You can do loops for ears if you wish, but I prefer to use a longer strap that goes over the head and down to the back of the neck. In the finished mask shown here, I am using a ribbon with a drawstring clip because I am out of elastic.
Position the mask with the padded flap to the inside on the top with your nose in the slot.
(Though you might try it inside-out, you never know...it might work better for you.)
The straps should be in position around your head, one strap at the base of the skull, the other higher up.
Pull down to open the pleats until the bottom is under your chin, it will be a bit loose under the jaw.
Adjust the position and tightness of the elastic until the mask stays in place comfortably.

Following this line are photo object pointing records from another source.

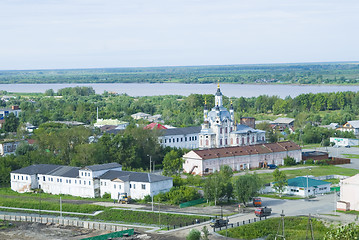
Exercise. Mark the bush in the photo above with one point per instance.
(289, 161)
(107, 196)
(194, 234)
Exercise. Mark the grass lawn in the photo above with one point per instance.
(9, 192)
(315, 171)
(117, 215)
(295, 229)
(351, 155)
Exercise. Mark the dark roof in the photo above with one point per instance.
(181, 131)
(100, 167)
(37, 169)
(314, 153)
(65, 171)
(247, 150)
(302, 182)
(133, 176)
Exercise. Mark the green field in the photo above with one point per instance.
(315, 171)
(295, 229)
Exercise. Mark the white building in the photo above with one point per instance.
(180, 137)
(220, 130)
(349, 194)
(85, 182)
(8, 146)
(135, 184)
(239, 158)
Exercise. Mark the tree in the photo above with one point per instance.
(246, 187)
(194, 234)
(11, 123)
(289, 161)
(172, 163)
(347, 232)
(280, 181)
(225, 175)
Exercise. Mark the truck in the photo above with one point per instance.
(263, 212)
(257, 202)
(123, 198)
(216, 223)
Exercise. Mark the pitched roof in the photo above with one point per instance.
(302, 182)
(37, 169)
(65, 171)
(247, 150)
(182, 131)
(100, 167)
(155, 126)
(355, 123)
(284, 120)
(133, 176)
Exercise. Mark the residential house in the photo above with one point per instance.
(240, 158)
(349, 194)
(90, 181)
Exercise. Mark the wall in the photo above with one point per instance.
(65, 222)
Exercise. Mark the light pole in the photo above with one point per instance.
(150, 160)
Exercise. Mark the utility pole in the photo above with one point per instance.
(281, 222)
(150, 161)
(60, 207)
(311, 229)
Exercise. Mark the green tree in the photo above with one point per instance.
(280, 181)
(246, 187)
(11, 123)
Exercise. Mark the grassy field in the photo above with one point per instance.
(295, 229)
(351, 155)
(117, 215)
(315, 171)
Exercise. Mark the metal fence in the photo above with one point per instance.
(237, 224)
(192, 203)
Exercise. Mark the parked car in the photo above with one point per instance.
(272, 166)
(263, 212)
(218, 222)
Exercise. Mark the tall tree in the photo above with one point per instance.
(246, 187)
(280, 181)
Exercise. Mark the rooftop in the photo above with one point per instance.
(133, 176)
(247, 150)
(302, 182)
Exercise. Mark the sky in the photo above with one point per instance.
(56, 34)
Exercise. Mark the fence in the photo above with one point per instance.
(192, 203)
(237, 224)
(65, 222)
(123, 233)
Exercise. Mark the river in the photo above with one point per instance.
(148, 89)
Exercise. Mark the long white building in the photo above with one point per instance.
(91, 181)
(239, 158)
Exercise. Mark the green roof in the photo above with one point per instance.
(302, 182)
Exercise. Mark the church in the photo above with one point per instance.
(219, 128)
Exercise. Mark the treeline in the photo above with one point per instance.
(304, 73)
(80, 104)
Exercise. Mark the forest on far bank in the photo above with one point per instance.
(295, 73)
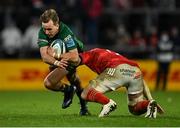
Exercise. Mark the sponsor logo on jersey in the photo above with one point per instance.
(69, 41)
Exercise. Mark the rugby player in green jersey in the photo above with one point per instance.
(52, 30)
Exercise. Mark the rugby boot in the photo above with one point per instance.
(84, 108)
(68, 96)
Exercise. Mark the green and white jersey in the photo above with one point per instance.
(64, 34)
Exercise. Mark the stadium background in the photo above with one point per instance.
(130, 27)
(111, 24)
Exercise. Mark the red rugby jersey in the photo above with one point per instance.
(99, 59)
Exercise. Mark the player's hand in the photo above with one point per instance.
(50, 51)
(62, 63)
(151, 109)
(160, 110)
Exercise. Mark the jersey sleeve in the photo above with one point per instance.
(42, 39)
(68, 37)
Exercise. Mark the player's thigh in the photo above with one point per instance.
(110, 79)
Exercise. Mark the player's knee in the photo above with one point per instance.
(47, 84)
(83, 95)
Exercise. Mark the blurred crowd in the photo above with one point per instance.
(137, 28)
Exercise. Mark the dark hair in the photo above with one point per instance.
(49, 14)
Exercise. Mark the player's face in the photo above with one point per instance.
(50, 28)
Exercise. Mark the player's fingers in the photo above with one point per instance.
(160, 110)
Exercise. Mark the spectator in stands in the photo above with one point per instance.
(137, 40)
(123, 37)
(164, 57)
(152, 37)
(93, 10)
(30, 38)
(11, 40)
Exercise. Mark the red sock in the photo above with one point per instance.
(96, 96)
(139, 108)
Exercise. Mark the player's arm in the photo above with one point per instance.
(146, 91)
(72, 56)
(51, 60)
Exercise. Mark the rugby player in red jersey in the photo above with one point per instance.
(114, 71)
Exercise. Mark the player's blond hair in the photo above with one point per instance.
(49, 14)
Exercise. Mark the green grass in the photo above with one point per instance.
(43, 108)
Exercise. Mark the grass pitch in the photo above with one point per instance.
(43, 108)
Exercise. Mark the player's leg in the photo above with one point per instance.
(94, 92)
(148, 96)
(136, 102)
(75, 81)
(53, 82)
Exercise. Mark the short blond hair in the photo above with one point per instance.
(49, 14)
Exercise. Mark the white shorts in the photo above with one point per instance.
(123, 75)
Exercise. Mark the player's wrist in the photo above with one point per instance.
(56, 63)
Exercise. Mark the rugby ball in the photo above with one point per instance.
(59, 47)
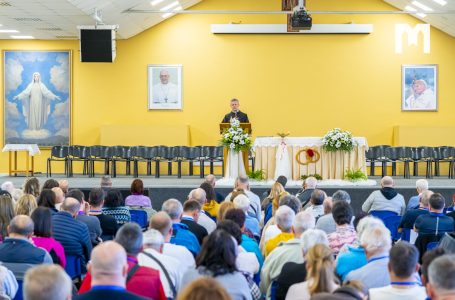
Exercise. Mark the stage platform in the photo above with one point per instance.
(165, 187)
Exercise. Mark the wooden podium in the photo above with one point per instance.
(246, 127)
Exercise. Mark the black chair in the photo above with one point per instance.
(58, 153)
(423, 154)
(400, 154)
(189, 154)
(120, 154)
(100, 154)
(79, 153)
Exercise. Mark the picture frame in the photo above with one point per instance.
(165, 87)
(419, 86)
(37, 97)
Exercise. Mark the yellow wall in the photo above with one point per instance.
(305, 84)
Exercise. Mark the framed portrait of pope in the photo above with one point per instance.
(419, 88)
(37, 97)
(165, 87)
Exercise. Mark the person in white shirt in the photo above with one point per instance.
(403, 265)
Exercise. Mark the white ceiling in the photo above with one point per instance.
(58, 19)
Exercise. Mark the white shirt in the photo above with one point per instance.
(172, 267)
(390, 292)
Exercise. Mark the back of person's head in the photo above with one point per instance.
(421, 185)
(21, 225)
(425, 197)
(161, 222)
(303, 221)
(42, 218)
(232, 228)
(320, 266)
(242, 202)
(137, 187)
(76, 194)
(317, 197)
(113, 198)
(218, 253)
(341, 195)
(204, 288)
(50, 183)
(173, 208)
(312, 237)
(236, 215)
(442, 275)
(198, 195)
(209, 191)
(376, 239)
(32, 186)
(129, 236)
(403, 261)
(310, 183)
(437, 201)
(282, 180)
(292, 202)
(47, 282)
(96, 197)
(71, 205)
(342, 213)
(47, 198)
(284, 218)
(26, 204)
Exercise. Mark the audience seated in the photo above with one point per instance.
(290, 251)
(304, 195)
(377, 242)
(421, 186)
(42, 237)
(344, 234)
(326, 222)
(137, 197)
(217, 260)
(109, 270)
(71, 233)
(403, 265)
(181, 234)
(115, 206)
(386, 199)
(190, 216)
(47, 282)
(320, 276)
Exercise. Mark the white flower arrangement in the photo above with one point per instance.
(235, 138)
(337, 140)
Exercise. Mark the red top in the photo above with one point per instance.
(145, 282)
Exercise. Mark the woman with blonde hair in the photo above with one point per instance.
(320, 274)
(26, 204)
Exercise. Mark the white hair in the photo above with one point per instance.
(242, 202)
(284, 217)
(312, 237)
(422, 185)
(304, 221)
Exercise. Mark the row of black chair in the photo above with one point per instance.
(110, 155)
(407, 155)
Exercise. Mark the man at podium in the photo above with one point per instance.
(235, 113)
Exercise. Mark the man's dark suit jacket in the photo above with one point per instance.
(242, 117)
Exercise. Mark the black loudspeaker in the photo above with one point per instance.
(97, 45)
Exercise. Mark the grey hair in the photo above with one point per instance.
(313, 237)
(341, 195)
(173, 208)
(284, 217)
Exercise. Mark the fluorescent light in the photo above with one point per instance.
(440, 2)
(22, 37)
(169, 6)
(422, 6)
(155, 2)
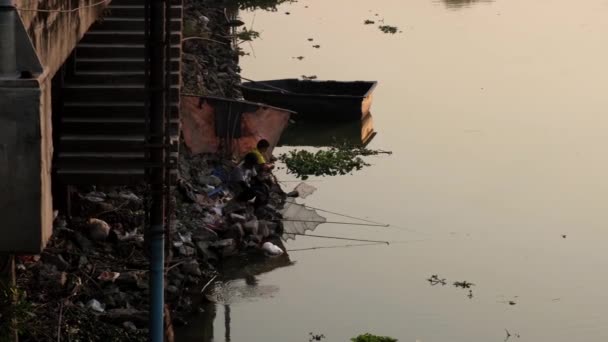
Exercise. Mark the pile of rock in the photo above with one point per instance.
(210, 59)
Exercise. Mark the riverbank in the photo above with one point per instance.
(91, 283)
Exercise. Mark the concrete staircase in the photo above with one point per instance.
(102, 128)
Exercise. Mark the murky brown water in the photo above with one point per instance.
(496, 113)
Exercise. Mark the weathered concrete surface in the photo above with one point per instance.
(55, 34)
(26, 153)
(54, 28)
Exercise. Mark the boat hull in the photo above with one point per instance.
(315, 106)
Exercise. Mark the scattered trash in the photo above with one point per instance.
(95, 197)
(315, 337)
(509, 335)
(108, 276)
(388, 29)
(98, 229)
(463, 284)
(96, 306)
(435, 280)
(129, 326)
(272, 249)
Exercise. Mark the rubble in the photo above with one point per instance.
(94, 269)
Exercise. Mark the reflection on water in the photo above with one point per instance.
(457, 4)
(357, 133)
(498, 128)
(238, 285)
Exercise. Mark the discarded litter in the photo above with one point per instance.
(96, 306)
(435, 280)
(108, 276)
(271, 249)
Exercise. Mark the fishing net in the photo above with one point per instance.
(297, 219)
(304, 190)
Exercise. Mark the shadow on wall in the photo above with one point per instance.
(458, 4)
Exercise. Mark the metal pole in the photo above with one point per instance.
(8, 53)
(7, 283)
(157, 173)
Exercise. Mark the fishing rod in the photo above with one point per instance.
(340, 238)
(376, 223)
(337, 246)
(343, 215)
(336, 222)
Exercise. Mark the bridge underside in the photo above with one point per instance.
(36, 39)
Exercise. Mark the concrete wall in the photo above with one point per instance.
(25, 165)
(26, 146)
(55, 34)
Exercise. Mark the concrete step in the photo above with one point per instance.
(128, 24)
(122, 37)
(137, 11)
(117, 64)
(115, 77)
(104, 175)
(110, 92)
(109, 126)
(101, 143)
(139, 2)
(101, 160)
(128, 143)
(118, 51)
(110, 110)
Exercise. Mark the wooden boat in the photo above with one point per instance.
(314, 100)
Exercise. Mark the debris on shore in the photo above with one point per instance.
(91, 281)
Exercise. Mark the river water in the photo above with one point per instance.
(496, 114)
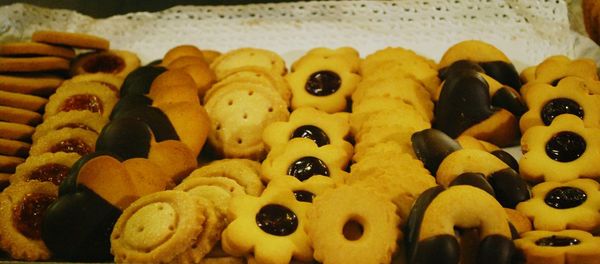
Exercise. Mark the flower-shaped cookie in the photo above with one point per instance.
(307, 122)
(303, 158)
(567, 246)
(305, 191)
(324, 83)
(563, 151)
(270, 226)
(546, 102)
(571, 205)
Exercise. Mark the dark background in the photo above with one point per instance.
(106, 8)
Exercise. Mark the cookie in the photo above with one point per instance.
(271, 227)
(157, 227)
(23, 206)
(73, 119)
(76, 40)
(346, 221)
(33, 85)
(307, 122)
(22, 101)
(546, 103)
(303, 158)
(19, 116)
(563, 151)
(47, 167)
(30, 49)
(14, 148)
(558, 206)
(567, 246)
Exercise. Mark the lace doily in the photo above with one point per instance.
(526, 30)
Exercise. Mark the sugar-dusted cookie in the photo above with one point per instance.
(303, 158)
(76, 40)
(271, 227)
(346, 222)
(557, 206)
(563, 151)
(22, 206)
(307, 122)
(24, 49)
(567, 246)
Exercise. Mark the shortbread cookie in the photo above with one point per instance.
(33, 64)
(47, 167)
(76, 40)
(22, 206)
(29, 49)
(234, 59)
(567, 246)
(565, 150)
(34, 85)
(157, 227)
(346, 221)
(570, 205)
(117, 62)
(271, 227)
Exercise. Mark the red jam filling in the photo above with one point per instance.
(54, 173)
(107, 63)
(28, 215)
(82, 102)
(72, 145)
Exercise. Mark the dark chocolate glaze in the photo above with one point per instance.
(126, 138)
(77, 227)
(441, 249)
(496, 249)
(432, 146)
(509, 187)
(506, 158)
(464, 101)
(509, 100)
(474, 179)
(139, 81)
(413, 223)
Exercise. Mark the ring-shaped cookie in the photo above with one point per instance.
(572, 146)
(546, 102)
(323, 84)
(303, 158)
(21, 208)
(157, 227)
(557, 206)
(270, 226)
(310, 123)
(566, 246)
(348, 221)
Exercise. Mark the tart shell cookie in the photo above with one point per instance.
(21, 206)
(157, 227)
(567, 246)
(77, 40)
(346, 222)
(571, 205)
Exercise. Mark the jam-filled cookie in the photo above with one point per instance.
(438, 212)
(567, 246)
(22, 206)
(557, 206)
(307, 122)
(303, 158)
(322, 82)
(546, 103)
(80, 96)
(47, 167)
(563, 151)
(346, 222)
(271, 227)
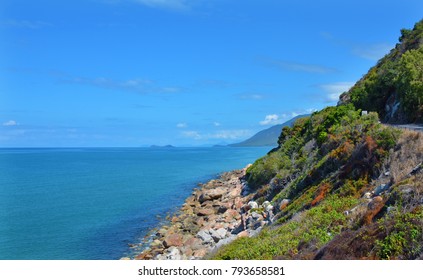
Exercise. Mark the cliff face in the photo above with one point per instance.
(343, 186)
(394, 87)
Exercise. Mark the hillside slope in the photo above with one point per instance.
(266, 137)
(343, 185)
(394, 87)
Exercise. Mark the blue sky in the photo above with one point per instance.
(181, 72)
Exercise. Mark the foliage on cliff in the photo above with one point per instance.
(338, 177)
(394, 87)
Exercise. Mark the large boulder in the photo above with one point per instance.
(205, 236)
(218, 234)
(211, 194)
(174, 239)
(253, 205)
(205, 211)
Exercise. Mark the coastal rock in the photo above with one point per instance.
(381, 188)
(174, 254)
(205, 236)
(193, 243)
(218, 234)
(253, 205)
(237, 204)
(205, 211)
(375, 203)
(198, 254)
(367, 195)
(243, 234)
(284, 204)
(211, 194)
(173, 240)
(225, 241)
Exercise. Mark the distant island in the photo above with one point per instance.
(267, 137)
(340, 183)
(161, 147)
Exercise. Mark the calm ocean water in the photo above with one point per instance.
(91, 203)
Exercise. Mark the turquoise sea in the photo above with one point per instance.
(90, 203)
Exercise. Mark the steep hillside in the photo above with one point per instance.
(394, 87)
(267, 137)
(343, 186)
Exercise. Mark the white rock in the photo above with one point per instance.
(205, 236)
(367, 195)
(253, 204)
(218, 234)
(174, 254)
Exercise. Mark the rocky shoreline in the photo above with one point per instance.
(215, 214)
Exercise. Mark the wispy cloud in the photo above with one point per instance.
(166, 4)
(370, 51)
(141, 86)
(234, 134)
(30, 24)
(181, 125)
(250, 96)
(10, 123)
(192, 134)
(296, 66)
(270, 120)
(333, 90)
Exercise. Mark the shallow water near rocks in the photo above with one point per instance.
(92, 203)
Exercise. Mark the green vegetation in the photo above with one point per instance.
(314, 227)
(266, 137)
(394, 87)
(342, 182)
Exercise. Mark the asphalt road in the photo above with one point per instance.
(418, 127)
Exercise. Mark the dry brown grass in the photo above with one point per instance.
(407, 155)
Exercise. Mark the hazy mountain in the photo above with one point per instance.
(267, 137)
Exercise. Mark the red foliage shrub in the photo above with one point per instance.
(321, 193)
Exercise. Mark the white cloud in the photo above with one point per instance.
(230, 134)
(218, 135)
(141, 86)
(24, 24)
(192, 134)
(252, 96)
(181, 125)
(372, 52)
(297, 66)
(270, 119)
(10, 123)
(335, 89)
(166, 4)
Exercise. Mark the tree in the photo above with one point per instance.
(410, 83)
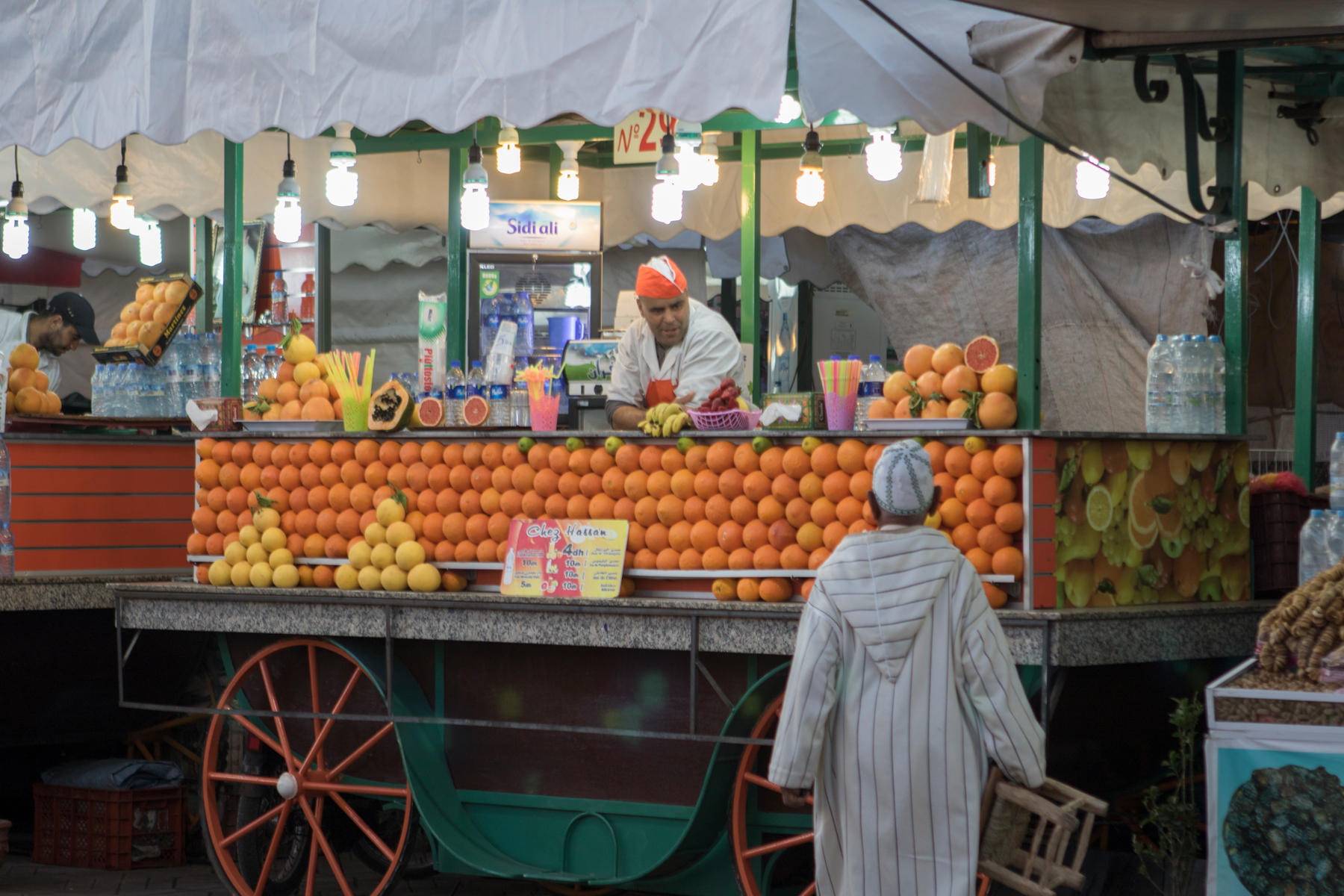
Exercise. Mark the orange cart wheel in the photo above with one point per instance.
(780, 856)
(280, 793)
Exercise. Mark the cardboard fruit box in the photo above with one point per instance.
(151, 355)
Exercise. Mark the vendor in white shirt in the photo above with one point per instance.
(62, 327)
(679, 351)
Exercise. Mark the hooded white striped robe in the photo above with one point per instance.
(900, 689)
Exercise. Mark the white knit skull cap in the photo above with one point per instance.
(903, 479)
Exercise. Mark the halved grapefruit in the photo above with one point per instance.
(981, 354)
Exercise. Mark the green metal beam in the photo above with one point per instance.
(231, 301)
(456, 245)
(323, 262)
(1308, 284)
(750, 292)
(1031, 166)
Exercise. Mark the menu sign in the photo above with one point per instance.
(564, 558)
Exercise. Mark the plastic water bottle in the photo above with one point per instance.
(870, 390)
(1337, 473)
(455, 393)
(6, 551)
(1312, 547)
(1219, 355)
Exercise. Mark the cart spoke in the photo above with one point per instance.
(363, 827)
(255, 824)
(273, 848)
(327, 850)
(359, 751)
(797, 840)
(275, 707)
(327, 724)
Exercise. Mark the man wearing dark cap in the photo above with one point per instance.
(66, 323)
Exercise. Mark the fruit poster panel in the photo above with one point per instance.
(564, 558)
(1276, 817)
(1151, 521)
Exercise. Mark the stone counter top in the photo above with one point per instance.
(1071, 637)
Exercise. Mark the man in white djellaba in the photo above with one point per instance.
(902, 689)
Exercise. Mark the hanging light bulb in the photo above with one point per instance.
(122, 208)
(342, 183)
(709, 160)
(84, 228)
(667, 193)
(15, 242)
(476, 191)
(811, 187)
(508, 156)
(289, 215)
(1092, 179)
(883, 155)
(151, 243)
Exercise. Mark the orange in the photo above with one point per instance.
(992, 539)
(1009, 517)
(797, 512)
(981, 561)
(744, 509)
(836, 487)
(729, 536)
(968, 489)
(1008, 461)
(918, 359)
(765, 558)
(983, 465)
(1008, 561)
(1001, 491)
(796, 462)
(826, 460)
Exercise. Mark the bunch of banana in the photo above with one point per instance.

Once the mask is in place, gently pull on the drawstring at the inside bottom of the mask to gather up the loose material under the chin. Aim for a snug, but not uncomfortable fit. Tie off the string and trim the excess if desired.
You may need to experiment with the position of the nose flaps for the best seal/least glasses fogging.
I also suggest lining the mask with a facial tissue or paper towel to capture moisture from your breath and further reduce the chances of glasses fogging.